Prostate biopsy using image fusion is already a reality to reduce the number of unnecessary biopsies in prostate cancer diagnoses.
Prostate cancer is the most frequent tumour in males. Historically, digital rectal exams and PSA were used for diagnose. If nodules or indurations are found in the rectal exam or if the PSA level is too high for the patient’s age or the prostate size, a prostate biopsy needs to be done. The biopsy is usually performed using an ultrasound machine into the rectum.
However, transurethral ultrasound tests have inconveniences: we get to see few tumours with a bad quality. For that reason, we need to perform from eight to ten aleatory biopsies. A mapping of the prostatic gland is made to search for tumours.
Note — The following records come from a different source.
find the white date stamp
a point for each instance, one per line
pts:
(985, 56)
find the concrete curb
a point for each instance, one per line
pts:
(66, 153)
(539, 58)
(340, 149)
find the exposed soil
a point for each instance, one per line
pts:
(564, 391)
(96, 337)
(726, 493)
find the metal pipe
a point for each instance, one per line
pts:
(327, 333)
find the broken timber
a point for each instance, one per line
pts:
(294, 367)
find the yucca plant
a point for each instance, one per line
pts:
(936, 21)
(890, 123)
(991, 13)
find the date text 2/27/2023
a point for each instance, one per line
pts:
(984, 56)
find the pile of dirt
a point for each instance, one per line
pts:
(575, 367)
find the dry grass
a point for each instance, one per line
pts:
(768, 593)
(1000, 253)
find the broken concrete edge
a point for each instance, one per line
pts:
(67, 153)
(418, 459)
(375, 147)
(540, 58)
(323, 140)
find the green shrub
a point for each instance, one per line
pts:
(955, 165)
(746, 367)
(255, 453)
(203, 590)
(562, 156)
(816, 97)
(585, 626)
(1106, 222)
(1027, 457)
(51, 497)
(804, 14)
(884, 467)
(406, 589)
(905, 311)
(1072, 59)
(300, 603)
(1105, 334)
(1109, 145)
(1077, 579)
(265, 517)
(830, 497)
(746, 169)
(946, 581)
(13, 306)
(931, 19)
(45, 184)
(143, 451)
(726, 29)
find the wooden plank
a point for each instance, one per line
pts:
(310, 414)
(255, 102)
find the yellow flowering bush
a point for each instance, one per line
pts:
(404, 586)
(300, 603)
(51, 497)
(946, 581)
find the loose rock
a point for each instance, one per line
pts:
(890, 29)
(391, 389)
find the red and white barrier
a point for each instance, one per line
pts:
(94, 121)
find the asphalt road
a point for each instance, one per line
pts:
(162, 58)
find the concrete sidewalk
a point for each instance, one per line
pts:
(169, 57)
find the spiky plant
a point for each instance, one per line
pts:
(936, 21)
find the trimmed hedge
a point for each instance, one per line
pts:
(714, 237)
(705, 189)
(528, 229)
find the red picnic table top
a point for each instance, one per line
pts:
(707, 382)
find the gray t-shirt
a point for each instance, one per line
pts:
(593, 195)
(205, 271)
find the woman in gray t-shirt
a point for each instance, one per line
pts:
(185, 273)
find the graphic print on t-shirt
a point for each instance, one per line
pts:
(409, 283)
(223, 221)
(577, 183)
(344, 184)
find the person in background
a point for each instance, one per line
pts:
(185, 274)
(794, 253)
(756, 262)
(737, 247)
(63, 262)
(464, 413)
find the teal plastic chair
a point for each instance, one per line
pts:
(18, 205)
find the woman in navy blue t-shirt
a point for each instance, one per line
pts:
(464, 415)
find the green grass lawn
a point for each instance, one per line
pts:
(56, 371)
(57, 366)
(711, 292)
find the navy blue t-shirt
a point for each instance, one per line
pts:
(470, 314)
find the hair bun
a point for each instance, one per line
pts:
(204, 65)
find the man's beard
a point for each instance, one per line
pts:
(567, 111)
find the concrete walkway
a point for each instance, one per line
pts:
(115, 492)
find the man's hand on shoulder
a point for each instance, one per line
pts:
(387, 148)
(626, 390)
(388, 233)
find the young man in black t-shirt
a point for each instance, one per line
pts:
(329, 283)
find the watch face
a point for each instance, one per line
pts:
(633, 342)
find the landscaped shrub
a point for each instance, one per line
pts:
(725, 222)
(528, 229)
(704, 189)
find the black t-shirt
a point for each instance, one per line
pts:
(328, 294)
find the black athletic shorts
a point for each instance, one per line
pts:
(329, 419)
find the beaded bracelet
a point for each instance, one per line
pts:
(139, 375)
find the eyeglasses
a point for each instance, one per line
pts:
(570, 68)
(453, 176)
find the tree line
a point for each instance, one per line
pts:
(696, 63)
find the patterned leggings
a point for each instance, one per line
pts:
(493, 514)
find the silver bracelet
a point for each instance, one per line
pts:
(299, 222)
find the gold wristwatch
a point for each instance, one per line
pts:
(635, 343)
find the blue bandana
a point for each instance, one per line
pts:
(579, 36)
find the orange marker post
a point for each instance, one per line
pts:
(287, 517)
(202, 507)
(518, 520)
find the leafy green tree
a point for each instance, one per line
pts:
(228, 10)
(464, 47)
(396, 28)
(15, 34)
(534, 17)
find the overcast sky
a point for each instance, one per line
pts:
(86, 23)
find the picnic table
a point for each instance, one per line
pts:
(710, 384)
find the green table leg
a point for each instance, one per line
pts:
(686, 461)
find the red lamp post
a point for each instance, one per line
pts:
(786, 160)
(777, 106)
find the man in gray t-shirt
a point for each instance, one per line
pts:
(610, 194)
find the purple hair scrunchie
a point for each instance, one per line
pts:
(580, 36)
These practices are making us diagnose insignificant or not aggressive tumours; leading into what we know as “overdiagnosing” and “overtreating”.
The specialized documented literature is starting to have solid evidence on how to avoid these biopsies by doing a magnetic ultrasound before the biopsy.
This radiologic technique detects tumours with clinical signification, that means, those tumours with possibilities to affect the patient’s life expectancy.
It also shows tumour injuries in the forward face of the prostate, which cannot be reached using a transrectal ultrasound and a classic biopsy.
Only in cases where the ultrasound shows any suspicious or malicious injury, we will perform a prostatic biopsy.It will be not performed as it used to be, but combining the ultrasound images and the samples collectedtransperineally, directed straight to the injuries we saw in the ultrasound.
Thanks to these techniques, we are reducing the number of biopsies and only detect tumours that need to be treated.
Our aim is always to provide the best, most effective results for the patient.